# Worried About the Potential Consequences



## j.b.17 (Jan 5, 2012)

I have been married to my wife for over two years now, we dated before then on and off for a few years. We got married on a whim, but we were definetly in Love. However as time has gone by i find myself very unhappy. We finally had it out and I told her i wanted a divorce because i wasnt happy anymore

Currently we are living together pending a move across country and a "seperation" to see if things can be resolved. I am having a hard time having faith that it will make things better, because you see we have an 8 month old son and i dont want her to resent me or hate me and that drive her to the point where she uses him against me.

I want to try and make it work because i do love her, very much and i love the family we started together...but i just dont ever see myself being happy with her...it seems so surreal, i dont understand how i can love her yet not be happy with her at the same time. it just makes no sense.

I feel like a terrible person and i know that ive broken her heart, but what do i do. Do i stay with her for the sake of her happiness and the sake of not splitting our family up...or do i let go of this and find a way for me to be happy again...i want my son to have a family, but i dont think his parents being split would change how we felt about him and as long as he knows he is loved shouldnt that be enough?
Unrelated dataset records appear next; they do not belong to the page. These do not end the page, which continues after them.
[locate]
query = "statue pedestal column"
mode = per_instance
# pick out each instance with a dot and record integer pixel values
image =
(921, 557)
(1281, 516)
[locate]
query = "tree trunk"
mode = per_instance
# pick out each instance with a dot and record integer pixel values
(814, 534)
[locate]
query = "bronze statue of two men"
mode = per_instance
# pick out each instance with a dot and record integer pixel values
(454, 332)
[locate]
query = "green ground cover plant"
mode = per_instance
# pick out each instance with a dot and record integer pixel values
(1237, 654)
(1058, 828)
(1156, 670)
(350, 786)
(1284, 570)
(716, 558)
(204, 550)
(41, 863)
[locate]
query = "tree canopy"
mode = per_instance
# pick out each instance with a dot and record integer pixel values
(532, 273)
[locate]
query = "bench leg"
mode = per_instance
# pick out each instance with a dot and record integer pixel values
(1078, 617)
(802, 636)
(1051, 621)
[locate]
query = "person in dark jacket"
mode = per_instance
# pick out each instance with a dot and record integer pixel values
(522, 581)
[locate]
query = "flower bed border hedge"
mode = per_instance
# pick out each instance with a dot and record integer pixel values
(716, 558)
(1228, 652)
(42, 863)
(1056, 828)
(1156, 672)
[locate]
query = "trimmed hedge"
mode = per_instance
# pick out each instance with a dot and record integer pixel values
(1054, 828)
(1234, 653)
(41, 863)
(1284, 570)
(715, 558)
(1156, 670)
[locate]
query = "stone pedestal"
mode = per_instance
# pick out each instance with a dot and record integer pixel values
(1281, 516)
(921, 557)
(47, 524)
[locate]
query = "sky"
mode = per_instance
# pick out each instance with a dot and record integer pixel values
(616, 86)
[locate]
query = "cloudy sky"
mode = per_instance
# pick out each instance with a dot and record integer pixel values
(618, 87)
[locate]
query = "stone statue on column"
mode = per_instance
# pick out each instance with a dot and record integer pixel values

Im so lost right now and have no idea where to go from here.


----------



## tacoma (May 1, 2011)

Why are you not happy with her?

What does she do to make you unhappy?

What could she do to make you happy?


----------



## j.b.17 (Jan 5, 2012)

thats the thing i just really dont know what changed, any thing thats ever come up as far as fights or what not have always been little peddy things, and it just seems like its all built up on top of me and i cant get out from under it

i have found myself truly resenting the idea of spending time with her, i pretty much fake happiness, when all i can think about is how i wish my life was different, i know that sound cruel...but honestly for the life of me i dont know what to do, i feel like this seperation is just a stall and i dont see how it could possibly mak things better and i know she wants me to really try and figure out if we could reslove this but i just dont see how we could.

in short to answer your question:

Im not really sure where my unhsppiness came from
and i dont see how it coud ever change, i have lost all faith in this relationship


----------



## SockPuppet (May 16, 2011)

If you cant pin-point the variables that make you unhappy with your wife, perhaps this inst the issue.

When wifey is away are you happy? Maybe a few of these "little peddy fights" hold more meaning than you are aware?

Im just wondering if maybe your just unhappy in general, and you focus this energy on your wife, and she gets stuck with the blame. I mean, you say you lvoe her and all.....


----------



## Chaparral (Jul 17, 2011)

Each person's happiness depends on themselves. Husbands do not make wives happy or vice versa. You two don't even fight. Your happiness is your responsiblity not anyone elses.

You needto find a good counselor for yourself before you screw up and actually make your whole family much worse than unhappy.


----------



## joshbjoshb (Jul 11, 2011)

Yeah, as people mentioned here - are you happy otherwise? Or are you just a big depressed now and blame your wife for that?


----------